Celebration: An Anthology to Commemorate the 50th Anniversary of the Silliman University National Writers Workshop Sands and Coral, 2011-2013
Silliman University, 2013
I'm not one to go immediately ga-ga over newly-minted pop acts -- girl or boy bands, especially -- who all seem destined to shine briefly and then vanish into unlamented obscurity. Which is why I think most people seem stuck in the kind of music they grew up with as young adults: when they grow up further, there are still so much more music for one's pickings coming out of the industry, and one can only pick at each new reveal for so much and for so long. Plus, attitudes and sounds change and our psyche with them, and so all of us are destined to be separated by generational music. (Russell Baker has a great essay about this in "From Song to Sound: Bing and Elvis.")
I stopped looking for new music a long time ago with my Alanis Morisette, the techno Madonna, Enya, REM, and Pearl Jam -- 90's music which defined my existence. When Britney Spears, Christina Aguilera, N'Sync, and Backstreet Boys came into the picture, I said, Whoa. That's too much bubble gum music for me. That's when I stopped watching MTV altogether, and could only shake my head as music went the hiphop route, which I never really got. You're stuck, I told myself, like your mom's stuck with Frank Sinatra. Oh well, c'est la vie.

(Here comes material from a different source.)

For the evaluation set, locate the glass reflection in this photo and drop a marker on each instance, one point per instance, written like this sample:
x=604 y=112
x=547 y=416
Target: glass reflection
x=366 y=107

Many years ago, All Saints -- this girl band from God-knows-where -- seemed to strike me to be the very epitome of that, and I was not wrong. Where is All Saints now? But one song they had did stick to me -- "Pure Shores," which may be because of several things: (1) it was orchestrated in the signature techno sound I loved so much then, (2) it was one of the featured songs in Danny Boyle's The Beach, which was set in Thailand, (3) I just came from a long backpacking sojourn in Thailand, and (4) the book that affected me then was the novel by Alex Garland on which it was based, something I read with a fever in my cold room in Tokyo that year. This was almost ten years ago, an eternity.
But I remember the song most because of an artist friend, Kris ArdeƱa, who now lives in Madrid. He was vacationing in the Philippines, and we had just met (although we kind of knew each other in high school and freshman year college). Our pagkagago just melded that summer a long time ago, and we had so much fun talking about art and what-not. (He was instrumental in introducing me to the art of David Carson, whose aesthetics still govern the way I do design.) Kris played "Pure Shores" in his CD player constantly, and we would launch into endless talk about why we loved the song a lot, and we settled on one common feeling: it reminded us of beautiful beaches, and the way the waves lazily lap the shores, the way the sand glisten like gold, the way the sea looks crystalline in its blue-green glory.
To date, every time I fly home to Dumaguete from elsewhere and then I watch my plane prepare for touchdown, I see the sea, and in my head, I always play that song. Always.